Anche Giovanni della pizzeria Slurp, che si è ritrovato il dehors completamente murato dalle transenne, conviene che forse era il caso di chiudere per ferie. Un malcontento condiviso da molti. Federico, della catena Grom, non usa mezzi termini: “Mercoledì e giovedì è andata malissimo. La gente che paga il biglietto poi non consuma all’interno. Il risultato è che noi lavoriamo poco o niente”. Perfino i negozi non legati alla ristorazione si sentono penalizzati.

Che sia dentro o fuori il perimetro del festival, sembra che le difficoltà riguardino entrambe le situazioni. Giovanna, del bar gelateria Panna & Caffè, si trova appena oltre le transenne e racconta: “Ho sentito tante lamentele. Venerdì sera mi aspettavo più gente. Tante persone mi dicono che preferiscono la versione originale del Buskers, quella aperta e gratuita”.
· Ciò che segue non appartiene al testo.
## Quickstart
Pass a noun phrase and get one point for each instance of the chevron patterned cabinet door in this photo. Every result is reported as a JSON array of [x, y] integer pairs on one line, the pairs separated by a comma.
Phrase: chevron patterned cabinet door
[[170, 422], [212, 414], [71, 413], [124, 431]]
Tanta delusione anche tra gli espositori di artigianato e oggettistica in Corso Porta Reno. Posizionati fuori dall’ingresso del festival, raccontano di essere stati mal informati sulle aree assegnate e di essersi ritrovati tagliati fuori dalla festa: “Al prezzo che abbiamo pagato per essere qua, che è lo stesso di altre fiere importanti, avremmo dovuto guadagnare abbondantemente. Qui invece non ho mai incassato così poco”.
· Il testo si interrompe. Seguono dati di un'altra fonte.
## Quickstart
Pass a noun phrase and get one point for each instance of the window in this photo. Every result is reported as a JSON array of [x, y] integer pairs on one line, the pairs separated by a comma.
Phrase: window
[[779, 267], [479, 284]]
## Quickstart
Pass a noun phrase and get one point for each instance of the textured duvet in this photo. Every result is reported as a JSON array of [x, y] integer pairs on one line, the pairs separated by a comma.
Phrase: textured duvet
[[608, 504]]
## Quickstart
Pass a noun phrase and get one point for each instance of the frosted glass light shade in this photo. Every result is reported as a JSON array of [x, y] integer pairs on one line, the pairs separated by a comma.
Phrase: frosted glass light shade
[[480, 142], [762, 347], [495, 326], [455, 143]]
Qualcuno confessa che venerdì sera ha registrato una sola vendita, altri giovedì hanno chiuso con appena 30 euro in cassa. Molti di loro hanno dovuto sostenere anche le spese dell’alloggio: “Ci abbiamo solo perso”. Il sentimento è unanime: “Se l’anno prossimo sarà ancora gestito così, certamente non torneremo”.

C’è poi chi, al contrario, sabato, la giornata che ha visto più ingressi, ha lavorato bene. Un’esercente sottolinea però che per tenere testa ai food truck posizionati accanto al suo locale ha dovuto abbassare i prezzi di birra alla spina e panini: una scelta forzata, che riduce ulteriormente i margini.

Un altro paradosso lo sottolinea ancora Tieghi: “Quando i buskers terminano, attorno a mezzanotte, finalmente arrivano i clienti. Peccato che a quell’ora io stia già chiudendo. Li accolgo comunque volentieri, ma questo non può essere il modello per far lavorare i commercianti”.

In sintesi, il bilancio di questo nuovo format non è positivo per il commercio locale, che sembra esserne rimasto più vittima che beneficiario. L’appello di tutti gli esercenti resta comunque quello di essere ascoltati e maggiormente coinvolti nell’organizzazione, onde evitare che le proteste rischino di farsi sentire più forte della musica.